Reputation: 13
I have a quite simple xml which I want to rearrange using xmlstarlet.
Example:
<myXml description="example 1">
<!-- Comment XXX -->
<randomNodeX>
<randomSubNode1>value1</randomSubNode1>
<randomSubNode2>value2</randomSubNode2>
</randomNodeX>
<!-- Comment YYY1 -->
<!-- Comment YYY2 -->
<randomNodeY attribute1="value3" attribute2="value4"/>
<!-- Comment ZZZ -->
<randomNodeZ attribute1="value5" attribute0="value6">
<randomSubNode3 attribute3="value7" attribute4="value8"/>
</randomNodeZ>
<!-- Comment for node1 first occurrence -->
<node1 attribute1="value9" attribute5="value10" attribute6="value11"/>
<!-- Comment for node2 first occurrence -->
<node2 attribute1="value12" attribute7="value13" attribute8="value14">
<subNode21 attributeX="value15"/>
<subNode22 attributeY="value16" attributeZ="value17"/>
</node2>
<!-- Comment for node3 first occurrence -->
<node3 attribute1="value18" attribute9="value19">
<subNode31 attributeW="value20"/>
</node3>
<!-- Comment for node1 second occurrence -->
<node1 attribute1="value21" attribute5="value22" attribute6="value23"/>
<!-- Comment for node3 second occurrence -->
<node3 attribute1="value24" attribute9="value25">
<subNode31 attributeW="value26"/>
</node3>
<!-- Comment for node2 second occurrence -->
<node2 attribute1="value27" attribute7="value28" attribute8="value29">
<subNode21 attributeX="value30"/>
<subNode22 attributeY="value31" attributeZ="value32"/>
</node2>
</myXml>
I want to rearrange the xml so that all node1, node2 and node3 elements appear together with their respective comments.
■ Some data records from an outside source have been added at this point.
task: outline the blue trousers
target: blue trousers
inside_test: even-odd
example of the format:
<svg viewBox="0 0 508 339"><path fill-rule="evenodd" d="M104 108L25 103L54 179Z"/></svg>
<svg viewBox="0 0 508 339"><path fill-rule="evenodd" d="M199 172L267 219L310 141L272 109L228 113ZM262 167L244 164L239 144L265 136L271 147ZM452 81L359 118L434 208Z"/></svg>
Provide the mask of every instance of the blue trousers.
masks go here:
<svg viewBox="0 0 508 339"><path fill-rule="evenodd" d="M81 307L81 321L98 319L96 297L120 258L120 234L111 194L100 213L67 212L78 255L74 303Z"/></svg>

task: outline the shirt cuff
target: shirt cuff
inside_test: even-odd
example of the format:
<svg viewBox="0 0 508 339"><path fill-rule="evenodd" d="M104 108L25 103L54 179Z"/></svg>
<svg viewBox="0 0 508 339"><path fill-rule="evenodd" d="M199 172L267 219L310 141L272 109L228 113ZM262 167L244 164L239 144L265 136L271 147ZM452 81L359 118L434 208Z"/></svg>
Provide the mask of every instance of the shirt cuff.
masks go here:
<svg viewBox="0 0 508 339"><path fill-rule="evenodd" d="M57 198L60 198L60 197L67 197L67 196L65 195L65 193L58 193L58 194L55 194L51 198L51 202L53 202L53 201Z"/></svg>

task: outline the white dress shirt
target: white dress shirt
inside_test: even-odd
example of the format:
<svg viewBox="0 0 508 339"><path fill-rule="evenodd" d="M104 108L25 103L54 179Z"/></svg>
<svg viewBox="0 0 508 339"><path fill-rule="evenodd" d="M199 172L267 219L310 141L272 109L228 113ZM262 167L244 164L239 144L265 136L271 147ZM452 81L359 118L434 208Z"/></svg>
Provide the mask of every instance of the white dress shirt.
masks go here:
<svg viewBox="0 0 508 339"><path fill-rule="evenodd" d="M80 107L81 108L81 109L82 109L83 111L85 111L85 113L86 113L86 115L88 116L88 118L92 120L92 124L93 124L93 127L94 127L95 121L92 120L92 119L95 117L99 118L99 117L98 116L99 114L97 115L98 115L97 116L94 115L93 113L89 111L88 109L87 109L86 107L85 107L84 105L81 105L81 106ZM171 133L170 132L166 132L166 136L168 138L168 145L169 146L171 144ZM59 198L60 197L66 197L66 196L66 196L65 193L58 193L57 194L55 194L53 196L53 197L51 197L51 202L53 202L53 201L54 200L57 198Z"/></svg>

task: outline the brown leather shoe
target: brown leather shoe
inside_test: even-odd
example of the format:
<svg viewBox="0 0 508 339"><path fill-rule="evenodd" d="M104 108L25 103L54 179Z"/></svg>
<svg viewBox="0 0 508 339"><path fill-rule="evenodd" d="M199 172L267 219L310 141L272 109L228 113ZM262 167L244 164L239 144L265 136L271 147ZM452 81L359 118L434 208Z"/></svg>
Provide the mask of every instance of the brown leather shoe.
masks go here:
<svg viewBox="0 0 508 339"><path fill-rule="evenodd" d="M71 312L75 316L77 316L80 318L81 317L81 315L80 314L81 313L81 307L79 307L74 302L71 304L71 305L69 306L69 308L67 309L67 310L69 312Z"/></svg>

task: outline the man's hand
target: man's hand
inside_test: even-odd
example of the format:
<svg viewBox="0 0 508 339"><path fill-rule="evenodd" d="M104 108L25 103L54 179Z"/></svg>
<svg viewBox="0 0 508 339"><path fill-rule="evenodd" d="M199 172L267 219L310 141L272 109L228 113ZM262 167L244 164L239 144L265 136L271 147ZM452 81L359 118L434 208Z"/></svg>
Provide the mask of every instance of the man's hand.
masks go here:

Besides, I want to keep the rest of the document and comments without having to know which tags are present. I mean, there can be other tags in the xml apart from node1, node2 and node3 which I want to keep at the begining of the document (comments included).
Expected result:
<myXml description="example 1">
<!-- Comment XXX -->
<randomNodeX>
<randomSubNode1>value1</randomSubNode1>
<randomSubNode2>value2</randomSubNode2>
</randomNodeX>
<!-- Comment YYY1 -->
<!-- Comment YYY2 -->
<randomNodeY attribute1="value3" attribute2="value4"/>
<!-- Comment ZZZ -->
<randomNodeZ attribute1="value5" attribute0="value6">
<randomSubNode3 attribute3="value7" attribute4="value8"/>
</randomNodeZ>
<!-- Comment for node1 first occurrence -->
<node1 attribute1="value9" attribute5="value10" attribute6="value11"/>
<!-- Comment for node1 second occurrence -->
<node1 attribute1="value21" attribute5="value22" attribute6="value23"/>
<!-- Comment for node2 first occurrence -->
<node2 attribute1="value12" attribute7="value13" attribute8="value14">
<subNode21 attributeX="value15"/>
<subNode22 attributeY="value16" attributeZ="value17"/>
</node2>
<!-- Comment for node2 second occurrence -->
<node2 attribute1="value27" attribute7="value28" attribute8="value29">
<subNode21 attributeX="value30"/>
<subNode22 attributeY="value31" attributeZ="value32"/>
</node2>
<!-- Comment for node3 first occurrence -->
<node3 attribute1="value18" attribute9="value19">
<subNode31 attributeW="value20"/>
</node3>
<!-- Comment for node3 second occurrence -->
<node3 attribute1="value24" attribute9="value25">
<subNode31 attributeW="value26"/>
</node3>
</myXml>
For now I have done it using this stylesheet:
<xsl:stylesheet version="1.0" xmlns:xsl="http://www.w3.org/1999/XSL/Transform">
<xsl:output indent="yes"/>
<xsl:strip-space elements="*"/>
<xsl:template match="@*|node()">
<xsl:copy>
<xsl:apply-templates select="@*|node()[not(self::node1|self::node2|self::node3|self::comment())]"/>
<xsl:apply-templates select="node1"/>
<xsl:apply-templates select="node2"/>
<xsl:apply-templates select="node3"/>
</xsl:copy>
</xsl:template>
<xsl:template match="randomNodeX|randomNodeY|randomNodeZ|node1|node2|node3">
<xsl:apply-templates select="preceding-sibling::comment()[generate-id(following-sibling::*[1])=generate-id(current())]"/>
<xsl:copy-of select="."/>
</xsl:template>
</xsl:stylesheet>
The problem is that I have to specify all random tags (randomNodeX, randomNodeY, ...) which are present in the xml.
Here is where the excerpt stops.